Here are my suggestions:
1. Build up your immunity!
As a reader of this article, you’re already doing this, but other strategies include:
— Surrounding yourself with positive people;
— Doing things that make you happy;
— Looking after your health;
— Appreciating the funny side of things (laugh regularly!);
— Taking pride in how you look and present yourself;
— Being thankful for all the good things and people in your life;
— Reading and learning about — and from — inspiring people; and
— As the song goes, “accentuate the positive, eliminate the negative, latch onto the affirmative” (Johnny Mercer / Harold Arlen).
Sounds corny, but I really can’t say it any better than Bing Crosby sang it! (And this doesn’t mean ignoring bad or tragic circumstances — just taking steps to eliminate the negative consequences).
Do all these things you’ll be close to invincible against other people’s negativity!
2. Limit your exposure.
Although you can’t avoid some negative people, you may be able to LIMIT your exposure to them. If they’re family or in-laws, interact with them only as required to fulfill your family responsibilities.
If they’re work colleagues, keep your interactions to the job at hand. Don’t socialize with them out of work or engage in gossip or discussions that degenerate into rants or complaining.
3. Solve the problem or change the subject.

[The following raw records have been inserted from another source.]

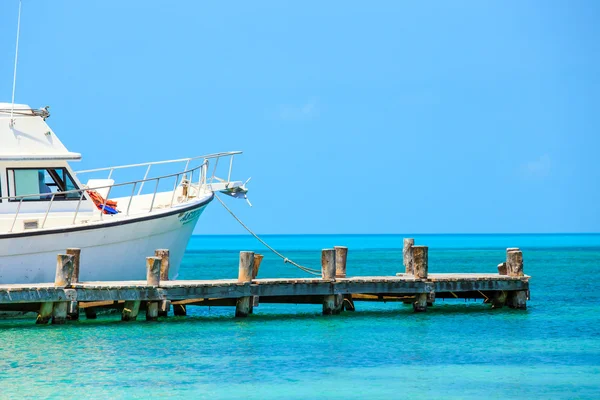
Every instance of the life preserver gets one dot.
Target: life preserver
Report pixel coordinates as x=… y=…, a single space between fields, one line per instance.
x=110 y=206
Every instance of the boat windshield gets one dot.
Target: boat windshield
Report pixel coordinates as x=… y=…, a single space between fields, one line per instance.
x=45 y=181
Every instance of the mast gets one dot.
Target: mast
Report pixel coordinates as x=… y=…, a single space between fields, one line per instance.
x=12 y=109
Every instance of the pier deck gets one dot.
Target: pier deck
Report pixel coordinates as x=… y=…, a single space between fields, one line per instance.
x=63 y=298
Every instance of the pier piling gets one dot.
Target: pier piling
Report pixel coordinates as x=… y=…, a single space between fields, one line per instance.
x=163 y=254
x=333 y=290
x=257 y=261
x=153 y=274
x=514 y=267
x=341 y=256
x=63 y=278
x=73 y=311
x=407 y=255
x=420 y=270
x=245 y=272
x=332 y=303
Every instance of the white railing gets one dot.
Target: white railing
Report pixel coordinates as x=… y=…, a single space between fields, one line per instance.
x=180 y=178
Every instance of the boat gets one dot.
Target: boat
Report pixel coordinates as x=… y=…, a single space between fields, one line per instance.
x=46 y=206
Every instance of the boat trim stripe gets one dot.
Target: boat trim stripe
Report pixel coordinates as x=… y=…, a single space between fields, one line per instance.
x=108 y=224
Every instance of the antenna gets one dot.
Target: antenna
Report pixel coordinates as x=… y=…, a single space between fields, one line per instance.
x=12 y=109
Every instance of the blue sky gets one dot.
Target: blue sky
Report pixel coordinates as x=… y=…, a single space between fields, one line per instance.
x=355 y=117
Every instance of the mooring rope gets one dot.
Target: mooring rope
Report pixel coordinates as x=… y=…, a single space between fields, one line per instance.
x=284 y=258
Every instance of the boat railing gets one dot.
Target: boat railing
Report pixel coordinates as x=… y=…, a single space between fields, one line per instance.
x=203 y=180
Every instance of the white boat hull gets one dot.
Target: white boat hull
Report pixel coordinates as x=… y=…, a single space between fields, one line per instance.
x=109 y=252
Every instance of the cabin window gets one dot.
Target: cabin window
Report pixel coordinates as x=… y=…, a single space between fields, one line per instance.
x=41 y=184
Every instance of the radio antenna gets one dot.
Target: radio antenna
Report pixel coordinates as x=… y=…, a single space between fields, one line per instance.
x=12 y=109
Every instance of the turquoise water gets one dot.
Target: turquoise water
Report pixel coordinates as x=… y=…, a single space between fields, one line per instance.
x=456 y=350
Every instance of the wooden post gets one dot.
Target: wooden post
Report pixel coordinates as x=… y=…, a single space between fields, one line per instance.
x=341 y=255
x=514 y=262
x=130 y=311
x=332 y=303
x=514 y=267
x=257 y=260
x=64 y=270
x=73 y=312
x=407 y=255
x=245 y=271
x=152 y=311
x=420 y=270
x=502 y=269
x=165 y=305
x=328 y=264
x=153 y=271
x=420 y=261
x=63 y=277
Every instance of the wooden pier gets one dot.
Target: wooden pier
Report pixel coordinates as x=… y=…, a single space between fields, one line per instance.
x=334 y=291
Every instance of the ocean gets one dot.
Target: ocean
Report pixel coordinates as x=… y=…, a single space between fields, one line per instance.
x=457 y=349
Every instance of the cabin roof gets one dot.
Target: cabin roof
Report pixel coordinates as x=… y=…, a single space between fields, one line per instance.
x=30 y=138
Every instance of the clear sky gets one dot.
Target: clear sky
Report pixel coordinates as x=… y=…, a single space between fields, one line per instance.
x=355 y=117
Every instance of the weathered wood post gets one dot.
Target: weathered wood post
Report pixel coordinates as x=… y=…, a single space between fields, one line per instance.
x=332 y=303
x=165 y=305
x=153 y=272
x=257 y=261
x=245 y=271
x=514 y=267
x=407 y=255
x=254 y=299
x=73 y=313
x=420 y=269
x=63 y=277
x=341 y=256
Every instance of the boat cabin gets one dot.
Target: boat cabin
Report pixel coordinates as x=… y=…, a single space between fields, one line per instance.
x=34 y=165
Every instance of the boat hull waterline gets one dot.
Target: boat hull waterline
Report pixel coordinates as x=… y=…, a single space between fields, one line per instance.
x=109 y=252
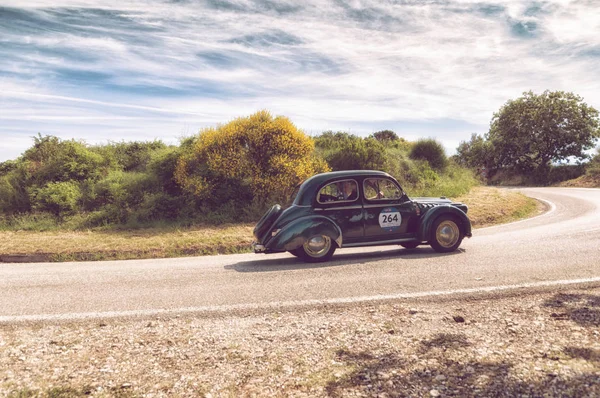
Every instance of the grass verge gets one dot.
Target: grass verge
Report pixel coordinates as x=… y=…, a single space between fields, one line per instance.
x=487 y=206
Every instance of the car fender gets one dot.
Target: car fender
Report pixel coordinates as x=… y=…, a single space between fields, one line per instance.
x=430 y=217
x=296 y=233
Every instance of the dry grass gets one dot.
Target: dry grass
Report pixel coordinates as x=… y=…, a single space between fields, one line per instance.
x=486 y=206
x=148 y=243
x=490 y=206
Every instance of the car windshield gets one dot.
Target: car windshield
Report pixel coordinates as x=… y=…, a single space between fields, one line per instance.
x=293 y=195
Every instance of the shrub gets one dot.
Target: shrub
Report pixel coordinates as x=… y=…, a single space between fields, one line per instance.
x=260 y=154
x=54 y=160
x=14 y=197
x=431 y=151
x=58 y=198
x=356 y=153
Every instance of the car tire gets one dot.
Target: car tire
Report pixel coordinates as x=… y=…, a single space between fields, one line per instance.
x=295 y=252
x=409 y=245
x=446 y=234
x=317 y=249
x=266 y=221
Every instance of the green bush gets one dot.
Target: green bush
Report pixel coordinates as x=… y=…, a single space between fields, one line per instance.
x=59 y=198
x=14 y=197
x=54 y=160
x=349 y=152
x=431 y=151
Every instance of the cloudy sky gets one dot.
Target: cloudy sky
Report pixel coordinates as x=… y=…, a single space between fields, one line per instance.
x=110 y=70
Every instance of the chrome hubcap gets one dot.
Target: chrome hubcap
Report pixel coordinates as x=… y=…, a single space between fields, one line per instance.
x=447 y=233
x=318 y=246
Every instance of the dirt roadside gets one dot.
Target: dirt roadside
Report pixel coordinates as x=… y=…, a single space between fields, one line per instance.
x=543 y=344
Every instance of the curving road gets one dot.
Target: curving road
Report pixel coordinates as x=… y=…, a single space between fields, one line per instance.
x=558 y=246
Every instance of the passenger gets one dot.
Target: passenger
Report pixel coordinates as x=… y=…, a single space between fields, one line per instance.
x=349 y=190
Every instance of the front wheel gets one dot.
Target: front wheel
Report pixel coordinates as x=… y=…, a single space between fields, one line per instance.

Let’s face it — limiting your exposure may only work to a point. I mean, what if a work colleague is negative about the work at hand, or even worse, YOUR work, or even YOU?
Well, depending on the situation, your best bet is to address their complaint in order to solve the “problem” or, if nothing is likely to satisfy them, change the subject to something more positive.
For example, if they’re complaining about the company, the boss or you… you might say, “so what can we do about this?” or “what can I do to make this right?”
What you’re doing is moving the discussion from something negative (the perceived problem) to something positive (the solution).
Of course, there are some people who don’t want to know about solutions (they’d rather complain or wallow in self-pity)!
With people like these, you’re better off changing the subject altogether.
For instance, if the person is complaining about the company, you might comment about something else that the company is doing right.
Or… you could always break into song. (Hey, if you don’t think this could happen you haven’t worked in a big law firm with 100-year-old partners!)
So there you have it — some tips for dealing with negative people. Use them and enjoy more positive relationships!